惑溺オフィス~次期社長の独占欲が止まりません~

「香奈、どうするんだ? お兄ちゃんの部屋に来るだろう?」
「香奈、うちにおいで」
「えっと……」


懇願する兄の瞳と、どこか甘く誘うような瞳の陽介さん。ふたりに見つめられ、どうしたらいいのか混乱した。
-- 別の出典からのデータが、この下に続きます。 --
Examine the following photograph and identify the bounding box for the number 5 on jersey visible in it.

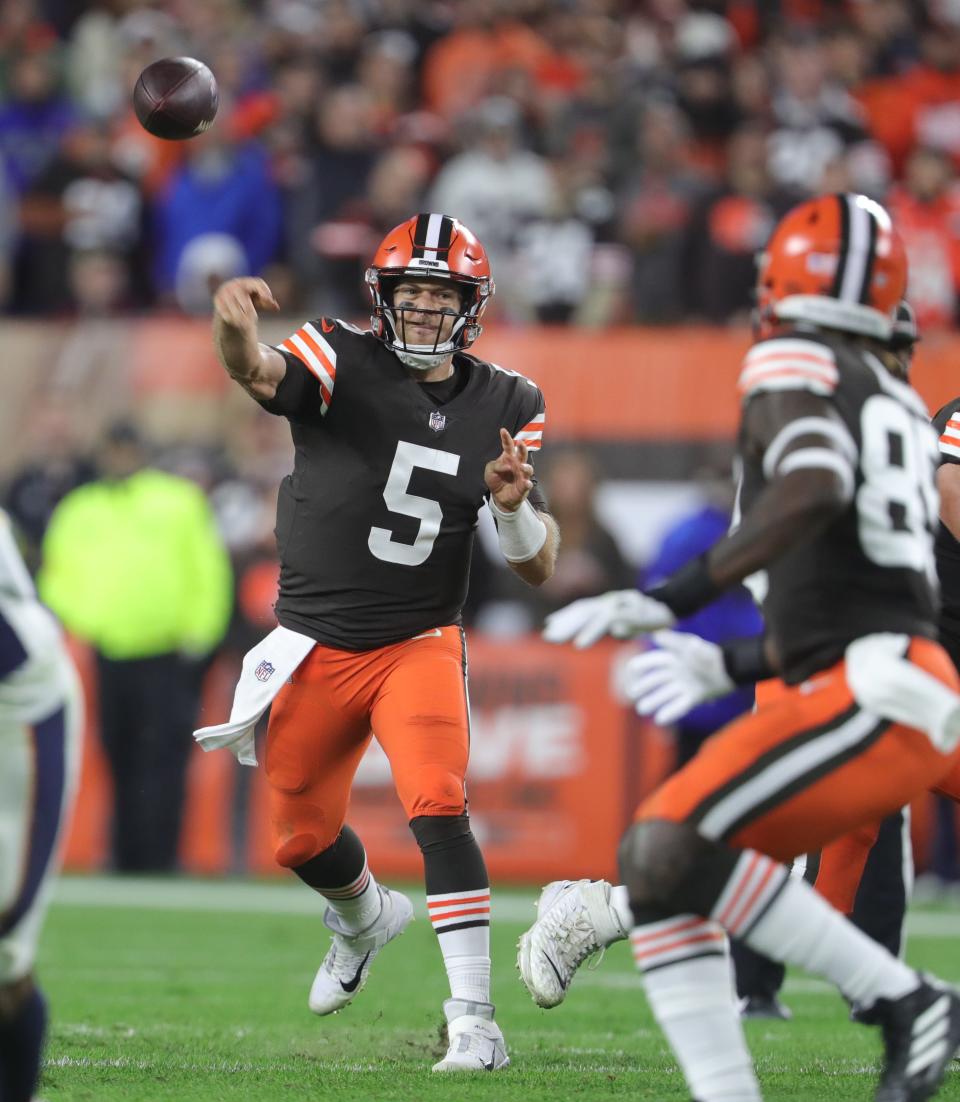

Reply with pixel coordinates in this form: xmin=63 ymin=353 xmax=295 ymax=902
xmin=367 ymin=440 xmax=460 ymax=566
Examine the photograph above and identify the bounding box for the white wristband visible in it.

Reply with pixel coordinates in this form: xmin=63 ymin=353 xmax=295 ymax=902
xmin=487 ymin=497 xmax=547 ymax=562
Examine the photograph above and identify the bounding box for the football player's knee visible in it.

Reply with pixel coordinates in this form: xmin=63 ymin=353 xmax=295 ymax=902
xmin=410 ymin=814 xmax=474 ymax=853
xmin=618 ymin=819 xmax=737 ymax=921
xmin=405 ymin=765 xmax=466 ymax=819
xmin=273 ymin=833 xmax=326 ymax=868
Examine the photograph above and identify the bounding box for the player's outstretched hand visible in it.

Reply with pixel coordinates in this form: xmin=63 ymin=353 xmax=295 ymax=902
xmin=543 ymin=590 xmax=676 ymax=649
xmin=214 ymin=276 xmax=280 ymax=329
xmin=484 ymin=429 xmax=533 ymax=512
xmin=623 ymin=631 xmax=736 ymax=726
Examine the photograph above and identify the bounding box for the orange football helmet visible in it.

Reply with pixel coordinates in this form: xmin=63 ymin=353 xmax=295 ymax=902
xmin=366 ymin=214 xmax=495 ymax=367
xmin=757 ymin=193 xmax=907 ymax=341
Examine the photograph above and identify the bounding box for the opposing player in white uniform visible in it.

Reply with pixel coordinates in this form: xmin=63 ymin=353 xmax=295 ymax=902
xmin=0 ymin=511 xmax=82 ymax=1102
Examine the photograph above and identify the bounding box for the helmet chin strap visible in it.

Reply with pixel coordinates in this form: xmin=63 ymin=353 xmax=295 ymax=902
xmin=393 ymin=348 xmax=453 ymax=371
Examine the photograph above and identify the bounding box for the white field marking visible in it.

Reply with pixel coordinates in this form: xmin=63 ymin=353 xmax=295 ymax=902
xmin=573 ymin=970 xmax=960 ymax=998
xmin=44 ymin=1052 xmax=692 ymax=1077
xmin=53 ymin=876 xmax=537 ymax=923
xmin=54 ymin=876 xmax=960 ymax=939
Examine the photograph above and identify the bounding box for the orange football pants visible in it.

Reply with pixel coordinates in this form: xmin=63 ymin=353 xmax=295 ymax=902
xmin=636 ymin=638 xmax=960 ymax=862
xmin=813 ymin=705 xmax=960 ymax=915
xmin=265 ymin=627 xmax=470 ymax=867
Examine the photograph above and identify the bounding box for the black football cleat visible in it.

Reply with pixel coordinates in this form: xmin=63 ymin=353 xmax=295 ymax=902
xmin=871 ymin=979 xmax=960 ymax=1102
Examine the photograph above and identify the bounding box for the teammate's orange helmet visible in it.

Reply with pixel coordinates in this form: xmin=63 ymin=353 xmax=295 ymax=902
xmin=757 ymin=194 xmax=907 ymax=341
xmin=366 ymin=214 xmax=494 ymax=357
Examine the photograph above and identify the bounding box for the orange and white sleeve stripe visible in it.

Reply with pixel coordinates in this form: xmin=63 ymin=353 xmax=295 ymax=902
xmin=737 ymin=337 xmax=840 ymax=399
xmin=514 ymin=413 xmax=547 ymax=452
xmin=280 ymin=322 xmax=336 ymax=417
xmin=940 ymin=411 xmax=960 ymax=460
xmin=427 ymin=888 xmax=490 ymax=933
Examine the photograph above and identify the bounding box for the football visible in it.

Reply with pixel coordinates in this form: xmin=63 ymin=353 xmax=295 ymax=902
xmin=133 ymin=57 xmax=219 ymax=141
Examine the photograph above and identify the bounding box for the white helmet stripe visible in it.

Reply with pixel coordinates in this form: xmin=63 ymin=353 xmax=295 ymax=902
xmin=423 ymin=214 xmax=443 ymax=260
xmin=839 ymin=195 xmax=873 ymax=302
陽介さんの言うように、この部屋にひとりでいるのはできれば避けたい。一度空き巣に狙われた部屋は、再び被害に遭う確率が高いという話を聞いたこともある。
かといって、彼のマンションに転がり込むだなんて……。

でも、もしもここで兄の部屋を選んだりしたら、陽介さんに彼氏になってもらったことがなんの意味もなくなる。

難しい二者択一の問題をいきなり出されて、思考回路がぐちゃぐちゃに絡み合う。
ふたりの瞳は、早く答えを出せと急かしていた。


「香奈、なにも悩むことはないだろう? お兄ちゃんの部屋にいれば安心だから」


兄にそっと取られた手をやんわりと外した。


「……香奈?」


ここで兄の部屋を選択したら、兄と私は永遠にこのまま。溺愛の包囲網はさらに強固なものになる。だとしたら……。